Time is a sacred gift, time seemed to be more abundant and one could be present and aware of our sense of place, often fuelled with deep gratitude for things we may take for granted.

Gratitude is a great starting point when it comes to prayer. Prayer, by its very nature, is the language of the soul.

Prayer engages us with a higher power, something beyond just the tangible and in that sacred space, we tap into a spiritual conversation whereby we can find strength, meaning and purpose in our lives.

For many prayers is a challenging endeavour, so many other realities, can compete for our attention, yet by discipline and human desire to nourish our prayer life, we can grow and indeed become the best version of our unique selves.

There are many formulas regarding traditional prayer, and all are helpful but often the most profound prayer can be in the silence and comfort of simply realising we are not alone, that God is very close to us, as Saint Paul prays:

“In him we live and move and have our being”.

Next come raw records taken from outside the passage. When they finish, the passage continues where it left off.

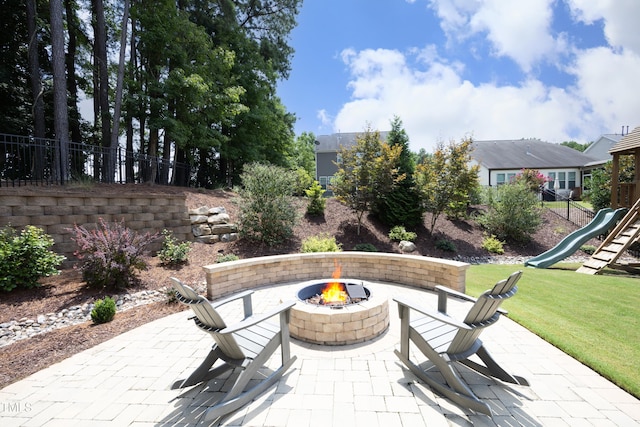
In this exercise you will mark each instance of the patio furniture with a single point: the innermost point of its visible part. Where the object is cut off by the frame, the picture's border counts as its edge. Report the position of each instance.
(447, 342)
(246, 346)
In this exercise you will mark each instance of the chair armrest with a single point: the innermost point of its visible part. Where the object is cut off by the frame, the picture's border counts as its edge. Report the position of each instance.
(443, 292)
(246, 296)
(439, 316)
(254, 320)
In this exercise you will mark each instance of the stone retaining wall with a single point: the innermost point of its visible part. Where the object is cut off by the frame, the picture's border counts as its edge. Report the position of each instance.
(417, 271)
(57, 211)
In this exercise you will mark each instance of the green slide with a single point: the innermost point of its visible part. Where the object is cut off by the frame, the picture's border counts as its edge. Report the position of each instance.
(603, 221)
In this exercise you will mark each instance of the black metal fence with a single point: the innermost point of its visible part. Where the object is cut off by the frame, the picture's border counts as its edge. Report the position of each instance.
(566, 208)
(26, 160)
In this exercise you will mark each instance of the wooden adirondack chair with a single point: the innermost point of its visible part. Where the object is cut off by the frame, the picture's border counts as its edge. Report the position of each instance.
(246, 345)
(446, 341)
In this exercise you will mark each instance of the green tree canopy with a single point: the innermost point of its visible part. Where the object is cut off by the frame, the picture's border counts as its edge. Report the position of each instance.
(367, 168)
(445, 180)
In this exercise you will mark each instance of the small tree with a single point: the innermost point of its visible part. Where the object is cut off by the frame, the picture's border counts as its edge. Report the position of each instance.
(267, 209)
(513, 212)
(317, 202)
(401, 205)
(445, 180)
(367, 169)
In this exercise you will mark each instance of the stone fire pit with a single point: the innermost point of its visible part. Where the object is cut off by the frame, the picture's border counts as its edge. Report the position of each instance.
(350, 323)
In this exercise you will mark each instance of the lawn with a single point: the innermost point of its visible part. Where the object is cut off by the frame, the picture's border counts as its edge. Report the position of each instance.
(594, 319)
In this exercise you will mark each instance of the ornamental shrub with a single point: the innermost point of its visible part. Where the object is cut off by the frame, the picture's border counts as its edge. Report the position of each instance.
(446, 245)
(493, 245)
(365, 247)
(111, 254)
(513, 212)
(226, 258)
(172, 252)
(103, 310)
(317, 203)
(399, 233)
(25, 258)
(320, 243)
(267, 210)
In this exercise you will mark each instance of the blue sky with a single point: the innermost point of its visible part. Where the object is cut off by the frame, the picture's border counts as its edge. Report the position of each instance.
(491, 69)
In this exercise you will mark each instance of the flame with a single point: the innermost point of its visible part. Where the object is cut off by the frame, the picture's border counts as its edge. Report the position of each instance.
(334, 292)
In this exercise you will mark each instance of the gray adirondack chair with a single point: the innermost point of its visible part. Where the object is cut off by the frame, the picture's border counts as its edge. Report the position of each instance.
(246, 346)
(446, 341)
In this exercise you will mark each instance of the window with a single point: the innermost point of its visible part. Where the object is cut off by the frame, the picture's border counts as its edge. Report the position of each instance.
(572, 180)
(323, 182)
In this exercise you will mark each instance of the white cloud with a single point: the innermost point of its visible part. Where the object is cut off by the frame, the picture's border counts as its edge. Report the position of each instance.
(429, 93)
(607, 81)
(620, 20)
(519, 30)
(436, 104)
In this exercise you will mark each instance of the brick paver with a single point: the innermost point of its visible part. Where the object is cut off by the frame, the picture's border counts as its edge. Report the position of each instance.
(125, 381)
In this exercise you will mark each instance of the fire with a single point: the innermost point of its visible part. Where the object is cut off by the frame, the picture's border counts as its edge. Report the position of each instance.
(334, 292)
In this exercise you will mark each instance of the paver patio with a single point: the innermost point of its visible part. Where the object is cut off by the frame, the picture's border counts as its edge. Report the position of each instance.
(125, 382)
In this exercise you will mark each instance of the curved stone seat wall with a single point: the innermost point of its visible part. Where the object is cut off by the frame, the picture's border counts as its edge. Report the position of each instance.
(417, 271)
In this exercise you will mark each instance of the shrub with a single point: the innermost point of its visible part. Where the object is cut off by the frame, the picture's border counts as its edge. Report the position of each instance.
(103, 310)
(320, 243)
(111, 254)
(513, 212)
(445, 245)
(267, 211)
(493, 245)
(365, 247)
(172, 252)
(317, 203)
(25, 258)
(399, 233)
(226, 258)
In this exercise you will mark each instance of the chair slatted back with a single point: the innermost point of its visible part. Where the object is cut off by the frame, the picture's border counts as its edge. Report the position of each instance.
(208, 319)
(483, 313)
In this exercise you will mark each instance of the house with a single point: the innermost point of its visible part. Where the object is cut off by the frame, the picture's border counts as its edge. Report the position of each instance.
(327, 148)
(501, 160)
(625, 194)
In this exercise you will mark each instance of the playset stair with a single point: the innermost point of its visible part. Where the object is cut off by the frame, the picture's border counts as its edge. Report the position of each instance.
(619, 240)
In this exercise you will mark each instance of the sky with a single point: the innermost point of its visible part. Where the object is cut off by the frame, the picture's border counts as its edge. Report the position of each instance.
(557, 70)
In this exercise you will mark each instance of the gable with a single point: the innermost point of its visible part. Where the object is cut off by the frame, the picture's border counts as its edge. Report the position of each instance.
(526, 153)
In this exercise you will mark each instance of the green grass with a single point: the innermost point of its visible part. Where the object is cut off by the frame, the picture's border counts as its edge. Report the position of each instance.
(594, 319)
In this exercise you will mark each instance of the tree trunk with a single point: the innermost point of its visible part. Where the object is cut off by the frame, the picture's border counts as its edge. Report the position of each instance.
(118, 101)
(61, 118)
(77, 160)
(100, 49)
(37, 111)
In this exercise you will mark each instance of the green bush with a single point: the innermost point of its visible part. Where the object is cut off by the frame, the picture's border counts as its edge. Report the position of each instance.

A Poem on Prayer, by Mary Oliver

The poem is written by Mary Oliver, who was an American poet who won the National Book Award and the Pulitzer Prize.

In 2007 The New York Times described her as “far and away, this country’s best-selling poet.”

I love this short simple poem and what it points to in prayer. I hope and pray it would be a blessing to you.

Praying

It doesn’t have to be the blue iris,
It could be weeds in a vacant lot, or a few small stones;
Just pay attention, then patch a few words together and don’t try to make them elaborate,
This isn’t a contest but the doorway into thanks, and a silence in which another voice may speak.

The Sacrament of Waiting 

Slowly she celebrated the sacrament of letting go.
First she surrendered her green, then the orange, yellow, and red, finally she let go of her brown.
Shedding her last leaf she stood empty and silent, stripped bare.
Leaning against the winter sky she began her vigil of trust.
Shedding her last leaf she watched its journey to the ground.
She stood in silence wearing the colour of emptiness, her branches wondering;
How do you give shade with so much gone?
And then, the sacrament of waiting began.
The sunrise and sunset watched with tenderness.
Clothing her with silhouettes they kept her hope alive.
They helped her understand that her vulnerability, her
dependence and need, her emptiness, her readiness to receive,
were giving her a new kind of beauty.
Every morning and every evening they stood in silence and celebrated together the sacrament of waiting.